Aujourd’hui, j’ai décidé de parler d’un sujet bien spécifique, les frontières du point de vue des personnes habitant dans les régions transfrontalières. Dans cet article, je vais questionner la définition de frontière, au vu de la politique de Schengen. Puis, je vais m’interroger sur ce que veut dire être transfrontalier en 2020. Enfin, il sera question d’imagination : comment peut évoluer notre rapport à une frontière qui est là, sans être là ?
Schengen et la frontière : un paradoxe ?
Une frontière est définie comme une délimitation géographique stricte, entre deux pays.
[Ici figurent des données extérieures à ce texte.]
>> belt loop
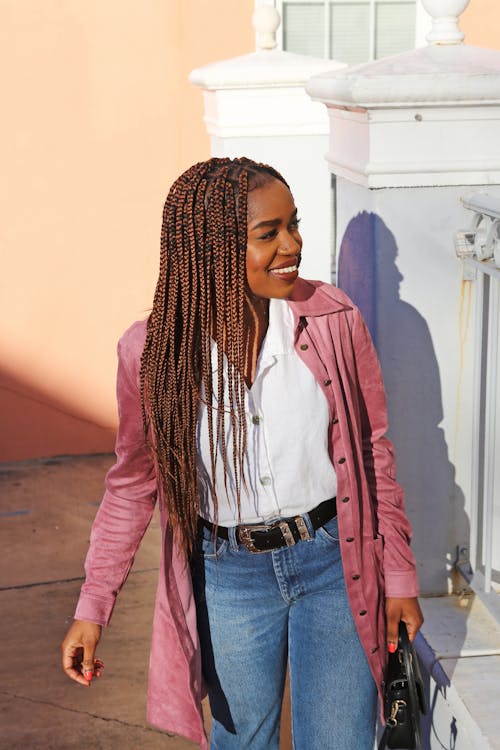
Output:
[227,526,239,552]
[302,513,316,539]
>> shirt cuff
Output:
[75,594,115,627]
[384,570,419,599]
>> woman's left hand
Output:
[385,596,424,654]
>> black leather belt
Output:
[200,497,337,552]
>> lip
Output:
[268,255,300,276]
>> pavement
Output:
[0,455,290,750]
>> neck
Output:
[244,294,269,387]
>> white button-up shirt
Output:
[198,299,337,526]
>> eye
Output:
[258,229,277,240]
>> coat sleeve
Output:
[75,324,157,625]
[353,312,418,597]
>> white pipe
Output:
[469,273,484,572]
[483,282,499,594]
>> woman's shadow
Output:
[338,212,469,749]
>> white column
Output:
[190,5,345,280]
[307,0,500,594]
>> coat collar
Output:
[288,277,352,318]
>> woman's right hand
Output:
[61,620,104,687]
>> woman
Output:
[62,158,422,750]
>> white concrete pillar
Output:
[307,0,500,594]
[190,5,345,281]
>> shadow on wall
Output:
[338,212,469,748]
[0,368,115,461]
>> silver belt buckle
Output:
[238,516,311,553]
[238,524,272,554]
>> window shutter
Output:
[283,2,325,57]
[330,2,370,65]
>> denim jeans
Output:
[193,518,376,750]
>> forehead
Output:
[247,179,295,221]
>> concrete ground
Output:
[0,456,203,750]
[0,455,290,750]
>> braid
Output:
[140,157,286,555]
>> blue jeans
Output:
[193,518,376,750]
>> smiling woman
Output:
[246,180,302,299]
[63,158,422,750]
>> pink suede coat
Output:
[75,279,418,748]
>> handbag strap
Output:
[378,724,392,750]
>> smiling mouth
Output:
[269,263,298,275]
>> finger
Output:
[387,613,399,654]
[62,647,89,687]
[82,643,96,682]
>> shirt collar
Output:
[288,277,352,318]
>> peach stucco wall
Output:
[460,0,500,49]
[0,0,250,460]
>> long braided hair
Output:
[140,157,286,556]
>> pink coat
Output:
[75,279,418,748]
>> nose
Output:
[278,232,302,255]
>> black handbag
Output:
[378,622,427,750]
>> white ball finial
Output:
[422,0,470,44]
[252,5,281,49]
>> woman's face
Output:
[246,179,302,299]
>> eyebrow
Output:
[249,209,298,232]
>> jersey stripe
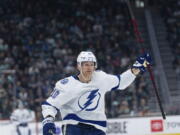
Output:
[63,113,107,127]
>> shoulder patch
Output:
[60,78,69,84]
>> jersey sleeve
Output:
[42,81,72,117]
[101,71,120,91]
[105,69,136,91]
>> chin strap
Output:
[80,68,91,82]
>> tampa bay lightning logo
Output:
[78,89,101,111]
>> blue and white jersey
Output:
[42,70,135,131]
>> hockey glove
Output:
[42,117,56,135]
[133,53,152,74]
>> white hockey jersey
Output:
[10,108,35,125]
[42,70,135,131]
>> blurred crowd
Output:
[0,0,149,119]
[161,0,180,80]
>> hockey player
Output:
[10,102,35,135]
[42,51,151,135]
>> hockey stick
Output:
[126,0,166,120]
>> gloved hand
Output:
[132,53,152,74]
[42,117,56,135]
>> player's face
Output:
[80,61,95,78]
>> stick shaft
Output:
[126,0,166,120]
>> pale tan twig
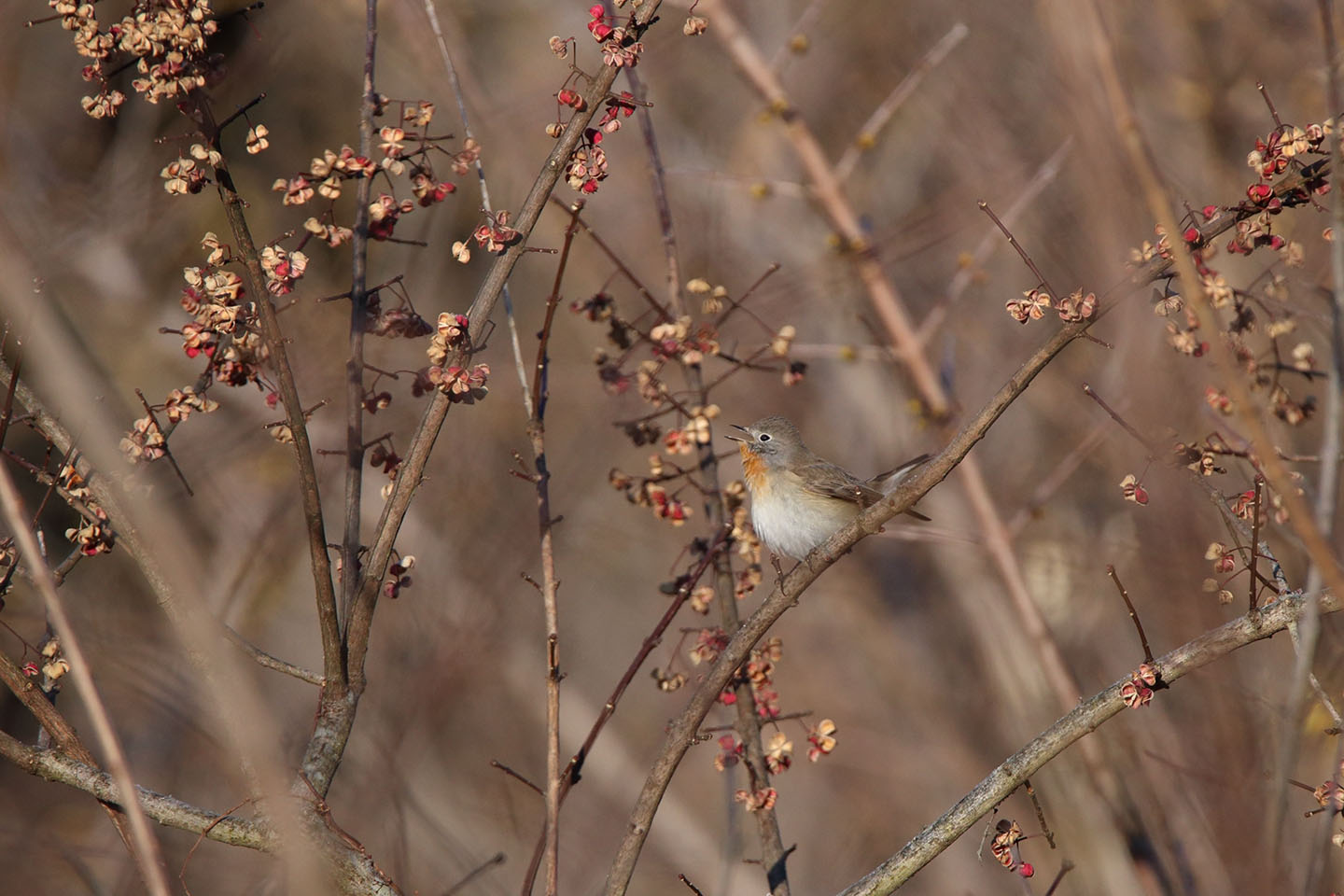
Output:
[224,626,323,688]
[605,306,1090,896]
[1082,0,1344,852]
[0,464,171,896]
Une frontière, par définition, oppose : la nationalité, la langue, ou encore la monnaie parfois. Elle est associée à des contrôles, douaniers et policiers notamment.
Mais l’Union Européenne, en adoptant les Accords Schengen a rebattu les cartes. Je rappelle ici les dates clés : signée en 1990, la convention de Schengen regroupe actuellement 22 Etats membres et quatre pays associés, la Suisse, le Liechtenstein, l’Islande et la Norvège. Son principe ? Assurer la liberté de circulation des biens, capitaux, services et personnes, sans contrôle aux frontières, autre qu’une rapide vérification des passeports ou cartes d’identité de temps en temps dans les trains, ou encore à l’embarquement des avions.
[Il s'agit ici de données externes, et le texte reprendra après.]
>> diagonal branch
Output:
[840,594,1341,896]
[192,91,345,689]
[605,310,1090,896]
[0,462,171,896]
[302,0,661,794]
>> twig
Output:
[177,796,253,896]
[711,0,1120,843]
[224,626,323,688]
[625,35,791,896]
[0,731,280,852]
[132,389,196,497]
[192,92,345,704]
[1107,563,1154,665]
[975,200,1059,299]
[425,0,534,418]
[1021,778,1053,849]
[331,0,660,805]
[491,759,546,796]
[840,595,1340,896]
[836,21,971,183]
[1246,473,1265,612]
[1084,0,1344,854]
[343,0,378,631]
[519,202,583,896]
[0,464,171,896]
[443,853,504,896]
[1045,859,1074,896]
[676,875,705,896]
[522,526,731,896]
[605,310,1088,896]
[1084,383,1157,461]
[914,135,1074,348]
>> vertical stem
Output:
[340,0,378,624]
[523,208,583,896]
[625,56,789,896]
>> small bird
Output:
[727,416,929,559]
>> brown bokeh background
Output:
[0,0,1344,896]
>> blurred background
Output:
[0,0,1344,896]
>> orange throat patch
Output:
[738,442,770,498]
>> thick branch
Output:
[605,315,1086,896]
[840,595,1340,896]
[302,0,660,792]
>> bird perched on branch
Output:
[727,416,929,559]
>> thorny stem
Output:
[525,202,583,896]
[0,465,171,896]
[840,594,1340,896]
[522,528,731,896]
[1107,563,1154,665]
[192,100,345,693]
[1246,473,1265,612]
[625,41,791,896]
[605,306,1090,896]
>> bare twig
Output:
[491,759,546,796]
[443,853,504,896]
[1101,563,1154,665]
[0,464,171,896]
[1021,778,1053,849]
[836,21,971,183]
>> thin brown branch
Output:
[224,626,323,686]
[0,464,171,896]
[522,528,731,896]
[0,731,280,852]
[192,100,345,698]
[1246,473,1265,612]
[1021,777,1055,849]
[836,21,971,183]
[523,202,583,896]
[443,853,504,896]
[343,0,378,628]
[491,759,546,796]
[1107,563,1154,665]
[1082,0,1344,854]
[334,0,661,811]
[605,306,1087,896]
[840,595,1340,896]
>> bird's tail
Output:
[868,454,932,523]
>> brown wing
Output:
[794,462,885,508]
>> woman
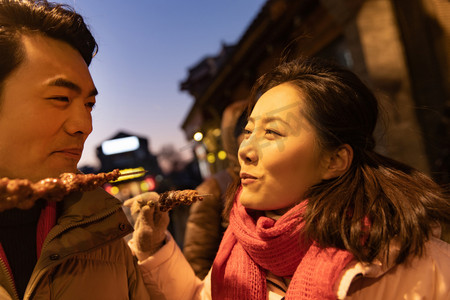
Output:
[128,60,450,299]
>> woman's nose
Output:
[238,138,258,164]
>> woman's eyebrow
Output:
[248,115,290,126]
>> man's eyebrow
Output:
[48,78,98,97]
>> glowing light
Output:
[206,153,216,164]
[112,167,145,182]
[213,128,221,137]
[102,136,139,155]
[109,186,119,195]
[217,150,227,160]
[141,176,156,191]
[194,131,203,142]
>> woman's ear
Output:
[322,144,353,180]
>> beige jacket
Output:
[0,189,149,300]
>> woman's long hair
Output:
[227,59,450,263]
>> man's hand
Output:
[124,192,170,256]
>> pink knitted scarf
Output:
[211,193,353,300]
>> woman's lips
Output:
[55,148,83,159]
[240,173,258,185]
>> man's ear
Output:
[322,144,353,180]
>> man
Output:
[0,0,149,299]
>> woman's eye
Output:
[86,102,95,109]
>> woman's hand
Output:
[124,192,170,256]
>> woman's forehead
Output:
[249,84,302,121]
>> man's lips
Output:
[240,172,258,185]
[54,148,83,159]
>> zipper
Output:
[0,259,19,300]
[24,207,125,299]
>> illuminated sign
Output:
[102,136,139,155]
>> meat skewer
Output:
[134,190,203,211]
[0,169,123,211]
[0,169,205,212]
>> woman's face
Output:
[238,83,326,214]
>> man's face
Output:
[0,35,97,181]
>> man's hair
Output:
[0,0,98,93]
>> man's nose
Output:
[65,103,92,137]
Alors, grâce à Schengen, les frontières ne s’opposent plus, mais elles transforment la vie des personnes. Une petite anecdote vous plaira sûrement. Habitant à l’ouest de la France, et amoureux des Pyrénées, mes parents m’ont confié qu’ils aiment passer la frontière franco-espagnole pour aller chercher de la charcuterie typique. Mais, avant l’entrée en vigueur de Schengen, ils m’ont confié que l’attrait pour la charcuterie était simplement battu par les queues interminables à la sortie de tunnels. C’est simple : l’attente équivalait à effectuer une randonnée à Assouste. Ce qui est le plus drôle ? Ils m’ont parlé de cette anecdote alors que nous passions tranquillement le tunnel reliant la France et l’Espagne, à 70 km/heures, saluant des douaniers qui n’étaient plus là. Pas d’attente, et la charcuterie, la sangria et les tapas à l’autre bout du tunnel.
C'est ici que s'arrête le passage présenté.